Report: Feds Missed FITARA Deadlines, Earned Poor Grades

With FITARA report cards in, it appears most agencies aren’t where they should be. However, that’s not the end of the world.

Earlier this year, when federal agencies were ordered to create action plans in response to the Federal Information Technology Acquisition Reform Act (FITARA), federal CIO Tony Scott gave the ones he’d seen a decent grade: B+. Three months later, officials have found that some agencies not only missed FITARA-related deadlines but also received grades of failing or barely passing.

The Government Accountability Office (GAO) determined that none of the 24 agencies affected by FITARA met the deadline to make their action plans available to the public. Furthermore, the House Committee on Oversight and Government Reform played professor and gave the bulk of those 24 agencies a grade of D or lower on its first scorecard, FedScoop reports.

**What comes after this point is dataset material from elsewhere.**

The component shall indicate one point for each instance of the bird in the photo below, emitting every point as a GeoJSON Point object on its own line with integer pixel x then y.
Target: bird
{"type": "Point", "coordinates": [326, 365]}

These grades, FCW says, were given in accordance with data the GAO requested. In addition, grades were given based on how agencies performed in the areas of risk assessment transparency, portfolio review savings, data center consolidation and incremental development. The biggest area of concern was data center consolidation, in which 14 of the 24 agencies were given F’s.

Still, the poor grades are not being viewed as the a complete disaster within the federal government. If the agencies are like college students, the assessments are like the midterm grades from the first semester of college — an adjustment period.

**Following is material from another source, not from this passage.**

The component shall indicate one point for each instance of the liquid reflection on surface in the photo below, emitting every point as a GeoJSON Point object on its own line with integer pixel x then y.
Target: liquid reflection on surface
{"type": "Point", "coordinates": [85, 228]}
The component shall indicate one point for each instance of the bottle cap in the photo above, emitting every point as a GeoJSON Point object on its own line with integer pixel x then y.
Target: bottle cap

“We understand that this is the first interim report card, it’s not the be all, end all,” Rep. Gerry Connolly, D-Va. said, according to StateScoop. “The intent isn’t to punish or stigmatize. It is to exhort and urge agencies to seize opportunities and use the report card to better guide decision making.”

Insisting that the grades are not a “scarlet letter,” Connolly added that they’re representative of where the agencies are at this point. There’s still time to right the ship’s course. FITARA is the most sweeping, complex piece of federal IT reform seen in two decades, so the Committee on Oversight and Government Reform expects that agencies will need time to catch up.

When looking at the federal government’s future, FITARA is an immovable object — something agencies can’t get around. Getting up to speed won’t happen overnight, but it must happen.